Pessoa descreve-nos, de modo implacável, o que foi e quem foi essa figura, a sua diferença para o nazismo e o fascismo (italiano) e o que foi afinal o «sonolento fascismo português».
Pessoa foi antissalazarista, porque a alternativa nunca é entre vários males, mas entre o que é mau e o que tem de ser bom. O fascismo, ou a sua vertente saloia, o salazarismo, será sempre um mal, mas haveria melhor? Em termos de qualidade política, a maior parte dos políticos do século XX e XXI são muito inferiores a Salazar.
Pessoa foi também antissocialista e anticomunista e antifascista, na verdadeira expressão do significado, que diz respeito ao fascismo como doutrina política.
Dizia do comunismo que se o lixo mental e moral de todos os cérebros pudesse ser varrido e reunido, teríamos a figura do comunismo.
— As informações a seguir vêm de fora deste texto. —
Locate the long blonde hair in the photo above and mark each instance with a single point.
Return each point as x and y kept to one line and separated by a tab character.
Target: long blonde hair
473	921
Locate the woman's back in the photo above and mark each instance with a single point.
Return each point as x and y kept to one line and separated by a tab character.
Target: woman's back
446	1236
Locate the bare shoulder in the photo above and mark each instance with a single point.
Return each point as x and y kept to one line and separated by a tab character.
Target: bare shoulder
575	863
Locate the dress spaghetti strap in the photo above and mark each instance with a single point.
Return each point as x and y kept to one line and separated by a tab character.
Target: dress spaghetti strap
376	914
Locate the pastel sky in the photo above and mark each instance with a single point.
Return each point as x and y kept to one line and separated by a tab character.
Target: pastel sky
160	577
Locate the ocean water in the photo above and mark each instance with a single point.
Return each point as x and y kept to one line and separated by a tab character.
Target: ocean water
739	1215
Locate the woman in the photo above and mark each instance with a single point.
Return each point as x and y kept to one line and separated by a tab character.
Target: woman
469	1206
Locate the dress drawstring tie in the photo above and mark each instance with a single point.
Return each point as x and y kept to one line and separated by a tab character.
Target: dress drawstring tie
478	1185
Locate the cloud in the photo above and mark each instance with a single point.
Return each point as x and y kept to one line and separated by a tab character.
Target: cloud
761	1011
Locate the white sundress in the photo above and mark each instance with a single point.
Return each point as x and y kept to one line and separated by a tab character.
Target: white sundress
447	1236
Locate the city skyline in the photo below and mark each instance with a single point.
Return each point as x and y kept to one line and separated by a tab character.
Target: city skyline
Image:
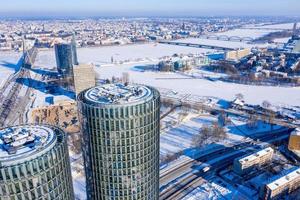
93	8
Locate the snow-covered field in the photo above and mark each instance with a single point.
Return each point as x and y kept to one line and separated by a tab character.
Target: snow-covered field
8	64
274	26
253	33
204	87
221	43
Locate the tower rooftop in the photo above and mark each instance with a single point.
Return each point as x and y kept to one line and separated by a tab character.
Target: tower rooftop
118	94
20	143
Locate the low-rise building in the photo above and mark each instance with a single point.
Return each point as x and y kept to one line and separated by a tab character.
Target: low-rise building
282	185
294	141
62	114
246	164
237	54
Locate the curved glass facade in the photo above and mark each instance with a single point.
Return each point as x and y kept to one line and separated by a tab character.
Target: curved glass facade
121	148
42	175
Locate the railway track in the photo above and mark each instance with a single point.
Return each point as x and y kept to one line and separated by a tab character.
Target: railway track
10	100
177	189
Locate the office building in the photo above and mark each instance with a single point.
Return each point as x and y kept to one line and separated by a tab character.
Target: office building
121	138
282	185
84	77
34	163
66	57
246	164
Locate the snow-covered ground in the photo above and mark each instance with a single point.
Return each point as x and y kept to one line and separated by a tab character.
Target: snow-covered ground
8	64
221	43
274	26
252	33
203	87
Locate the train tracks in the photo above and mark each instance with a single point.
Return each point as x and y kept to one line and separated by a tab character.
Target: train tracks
10	101
177	190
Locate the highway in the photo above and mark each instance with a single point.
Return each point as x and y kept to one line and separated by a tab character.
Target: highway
217	160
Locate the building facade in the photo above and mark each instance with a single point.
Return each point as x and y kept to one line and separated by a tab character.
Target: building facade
246	164
34	164
66	57
282	186
121	138
294	141
84	77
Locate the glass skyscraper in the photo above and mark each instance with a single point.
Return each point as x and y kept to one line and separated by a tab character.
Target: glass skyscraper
121	141
66	57
34	164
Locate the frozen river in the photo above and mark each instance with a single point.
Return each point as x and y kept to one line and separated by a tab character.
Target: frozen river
150	53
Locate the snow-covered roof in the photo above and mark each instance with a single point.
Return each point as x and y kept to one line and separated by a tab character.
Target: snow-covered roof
256	155
284	180
118	93
296	132
19	143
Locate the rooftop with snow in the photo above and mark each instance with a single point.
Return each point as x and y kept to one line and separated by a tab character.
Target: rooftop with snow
284	180
256	155
24	142
117	93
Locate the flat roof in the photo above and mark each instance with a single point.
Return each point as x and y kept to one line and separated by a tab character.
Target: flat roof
256	155
296	132
20	143
284	179
118	94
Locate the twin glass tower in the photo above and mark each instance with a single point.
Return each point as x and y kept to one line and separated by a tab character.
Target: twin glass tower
121	141
120	125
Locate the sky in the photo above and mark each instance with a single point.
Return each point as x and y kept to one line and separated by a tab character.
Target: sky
11	8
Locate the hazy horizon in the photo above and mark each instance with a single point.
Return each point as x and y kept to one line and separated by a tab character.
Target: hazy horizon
94	8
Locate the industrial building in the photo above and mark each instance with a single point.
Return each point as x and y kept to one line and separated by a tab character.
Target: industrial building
246	164
84	77
282	186
34	163
294	141
121	126
66	57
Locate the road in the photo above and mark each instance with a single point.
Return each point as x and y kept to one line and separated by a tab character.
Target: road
198	103
177	189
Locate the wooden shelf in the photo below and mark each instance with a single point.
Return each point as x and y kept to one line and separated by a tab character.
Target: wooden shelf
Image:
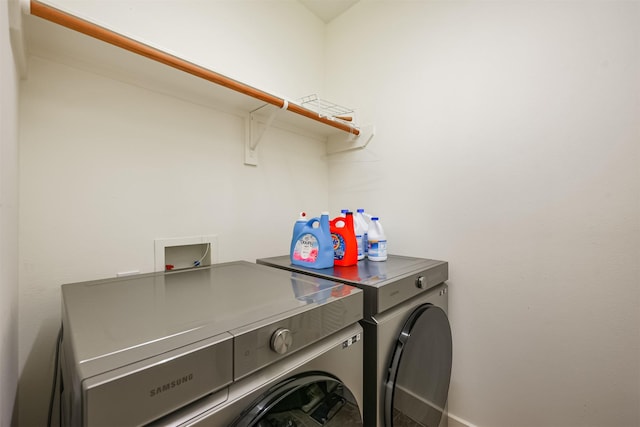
55	34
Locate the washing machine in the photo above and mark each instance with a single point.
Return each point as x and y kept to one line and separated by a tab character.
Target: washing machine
408	342
234	344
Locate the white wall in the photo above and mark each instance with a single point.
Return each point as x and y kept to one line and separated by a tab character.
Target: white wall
8	221
107	167
508	143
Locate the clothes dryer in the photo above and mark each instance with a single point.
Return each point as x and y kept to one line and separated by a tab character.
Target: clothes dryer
408	342
235	344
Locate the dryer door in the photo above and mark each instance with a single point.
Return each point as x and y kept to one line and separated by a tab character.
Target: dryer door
310	398
420	371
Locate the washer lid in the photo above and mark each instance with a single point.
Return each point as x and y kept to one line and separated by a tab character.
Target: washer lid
385	283
116	322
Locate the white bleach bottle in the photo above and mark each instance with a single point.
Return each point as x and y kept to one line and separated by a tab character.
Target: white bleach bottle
361	227
377	241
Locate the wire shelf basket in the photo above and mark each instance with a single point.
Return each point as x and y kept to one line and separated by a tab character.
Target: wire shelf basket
328	109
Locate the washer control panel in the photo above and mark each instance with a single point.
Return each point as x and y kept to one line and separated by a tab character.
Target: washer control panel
281	340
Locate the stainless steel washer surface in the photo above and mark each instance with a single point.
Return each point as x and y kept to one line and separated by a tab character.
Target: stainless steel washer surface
233	344
408	342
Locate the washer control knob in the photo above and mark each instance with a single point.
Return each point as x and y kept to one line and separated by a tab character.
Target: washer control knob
281	340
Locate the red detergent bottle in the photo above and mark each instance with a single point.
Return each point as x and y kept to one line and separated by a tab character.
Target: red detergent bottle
345	245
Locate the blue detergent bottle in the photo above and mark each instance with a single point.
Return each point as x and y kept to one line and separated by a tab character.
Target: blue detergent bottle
312	246
297	228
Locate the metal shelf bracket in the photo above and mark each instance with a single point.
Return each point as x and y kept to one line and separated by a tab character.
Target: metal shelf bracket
254	132
341	143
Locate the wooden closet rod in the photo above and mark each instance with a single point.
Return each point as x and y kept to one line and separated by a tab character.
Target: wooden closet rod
74	23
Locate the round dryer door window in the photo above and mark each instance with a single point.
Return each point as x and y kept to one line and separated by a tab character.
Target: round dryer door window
311	399
420	372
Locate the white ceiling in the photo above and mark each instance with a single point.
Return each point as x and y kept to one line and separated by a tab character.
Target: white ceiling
328	9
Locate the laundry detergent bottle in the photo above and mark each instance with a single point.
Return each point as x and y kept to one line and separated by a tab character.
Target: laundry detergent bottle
377	241
361	227
345	246
313	246
297	228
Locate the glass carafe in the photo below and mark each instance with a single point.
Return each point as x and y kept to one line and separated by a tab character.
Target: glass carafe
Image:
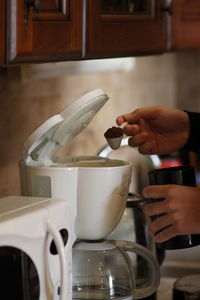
104	271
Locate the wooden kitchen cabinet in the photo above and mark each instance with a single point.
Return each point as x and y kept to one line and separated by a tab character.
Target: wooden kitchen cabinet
61	30
185	25
43	30
2	32
123	28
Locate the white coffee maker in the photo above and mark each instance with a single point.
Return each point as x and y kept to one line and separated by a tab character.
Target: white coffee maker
93	186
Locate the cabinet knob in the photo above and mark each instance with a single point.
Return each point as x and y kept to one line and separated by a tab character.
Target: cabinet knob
167	8
28	4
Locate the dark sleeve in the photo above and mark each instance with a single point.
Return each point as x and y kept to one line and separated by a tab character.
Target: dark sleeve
193	143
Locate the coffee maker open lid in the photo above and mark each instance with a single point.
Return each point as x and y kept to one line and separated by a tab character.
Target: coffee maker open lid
60	129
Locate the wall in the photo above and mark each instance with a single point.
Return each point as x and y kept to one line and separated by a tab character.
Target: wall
25	104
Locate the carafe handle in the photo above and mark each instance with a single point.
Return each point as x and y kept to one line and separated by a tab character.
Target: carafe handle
153	265
61	252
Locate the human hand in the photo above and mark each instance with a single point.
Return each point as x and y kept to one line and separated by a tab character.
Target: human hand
181	209
156	130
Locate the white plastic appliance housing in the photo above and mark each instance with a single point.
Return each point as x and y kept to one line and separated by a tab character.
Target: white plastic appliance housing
86	182
30	224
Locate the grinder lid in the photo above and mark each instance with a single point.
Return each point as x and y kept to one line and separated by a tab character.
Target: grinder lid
60	129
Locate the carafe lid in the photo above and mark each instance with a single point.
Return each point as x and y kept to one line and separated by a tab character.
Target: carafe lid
60	129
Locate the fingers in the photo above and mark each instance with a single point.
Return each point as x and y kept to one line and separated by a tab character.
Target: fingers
132	117
138	139
136	115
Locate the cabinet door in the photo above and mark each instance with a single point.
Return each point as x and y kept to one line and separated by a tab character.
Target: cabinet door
124	27
44	30
185	27
2	31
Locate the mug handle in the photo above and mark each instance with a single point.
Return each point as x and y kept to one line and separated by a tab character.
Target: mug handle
153	264
62	258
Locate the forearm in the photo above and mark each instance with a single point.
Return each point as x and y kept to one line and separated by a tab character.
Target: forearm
193	143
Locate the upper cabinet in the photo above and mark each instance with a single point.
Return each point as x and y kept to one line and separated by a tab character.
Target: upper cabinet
43	30
121	28
185	24
56	30
2	32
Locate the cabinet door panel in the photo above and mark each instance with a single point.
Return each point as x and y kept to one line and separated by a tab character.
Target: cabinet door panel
2	31
185	28
126	27
44	30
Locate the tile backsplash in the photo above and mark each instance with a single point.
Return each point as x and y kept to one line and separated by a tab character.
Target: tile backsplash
169	80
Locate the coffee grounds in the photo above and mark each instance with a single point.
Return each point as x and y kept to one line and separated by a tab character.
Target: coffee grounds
114	132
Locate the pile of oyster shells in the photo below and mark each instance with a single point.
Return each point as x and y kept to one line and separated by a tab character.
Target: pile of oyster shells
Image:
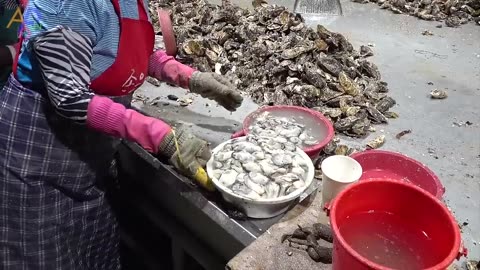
453	12
271	55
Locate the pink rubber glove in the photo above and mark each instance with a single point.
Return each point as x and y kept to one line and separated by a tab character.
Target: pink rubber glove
114	119
166	68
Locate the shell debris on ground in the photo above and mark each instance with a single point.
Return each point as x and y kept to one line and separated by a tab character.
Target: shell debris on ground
271	55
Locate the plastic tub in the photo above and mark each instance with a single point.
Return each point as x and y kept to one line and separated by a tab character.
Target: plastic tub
391	165
321	127
395	223
265	208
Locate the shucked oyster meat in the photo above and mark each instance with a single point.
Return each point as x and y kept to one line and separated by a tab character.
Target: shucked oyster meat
260	167
272	56
284	131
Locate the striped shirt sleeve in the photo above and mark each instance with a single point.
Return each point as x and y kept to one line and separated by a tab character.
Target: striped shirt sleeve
65	60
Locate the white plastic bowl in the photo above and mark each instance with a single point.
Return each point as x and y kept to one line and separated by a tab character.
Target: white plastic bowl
264	208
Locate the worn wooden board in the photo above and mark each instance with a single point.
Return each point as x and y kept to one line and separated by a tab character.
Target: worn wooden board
268	253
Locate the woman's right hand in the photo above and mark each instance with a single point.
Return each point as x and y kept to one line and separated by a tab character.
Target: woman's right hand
188	154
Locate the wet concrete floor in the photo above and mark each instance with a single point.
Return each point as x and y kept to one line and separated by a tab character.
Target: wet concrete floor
408	61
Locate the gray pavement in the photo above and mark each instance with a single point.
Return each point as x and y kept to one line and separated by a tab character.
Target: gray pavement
450	59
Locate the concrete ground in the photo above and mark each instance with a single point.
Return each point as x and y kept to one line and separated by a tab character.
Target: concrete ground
408	61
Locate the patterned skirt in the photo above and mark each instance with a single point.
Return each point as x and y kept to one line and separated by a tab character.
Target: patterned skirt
53	209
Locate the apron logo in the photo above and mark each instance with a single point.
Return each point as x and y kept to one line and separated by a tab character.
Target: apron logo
17	17
133	82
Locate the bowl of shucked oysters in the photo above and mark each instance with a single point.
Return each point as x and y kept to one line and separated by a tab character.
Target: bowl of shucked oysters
263	176
306	128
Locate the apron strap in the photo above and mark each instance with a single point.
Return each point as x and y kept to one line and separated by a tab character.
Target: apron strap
142	9
18	49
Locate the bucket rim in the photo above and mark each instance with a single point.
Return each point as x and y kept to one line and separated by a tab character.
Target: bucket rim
441	265
439	188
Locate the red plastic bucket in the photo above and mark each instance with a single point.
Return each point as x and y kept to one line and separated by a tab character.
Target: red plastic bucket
388	224
323	125
391	165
E do fascismo, que o seu mérito principal fora o de organizar o sistema ferroviário. Com o fascismo os comboios chegavam sempre a horas. O fascismo mata-nos um familiar, mas metendo-nos num comboio, chegamos a horas ao seu funeral.
Que falta nos faz um Pessoa para nos descrever com tamanha lucidez o que é um Costa, um Barroso, um Passos, um Cavaco, um Sócrates, e este atraso que é Portugal.
Diz-nos que Salazar era um contabilista, um teocrata pessoal, um tirano que governava por contabilidade (sempre eles) e que teríamos de levar a cabo a cesarização de um contabilista. Ainda que assinalando os defeitos, reconhece-lhe algumas qualidades.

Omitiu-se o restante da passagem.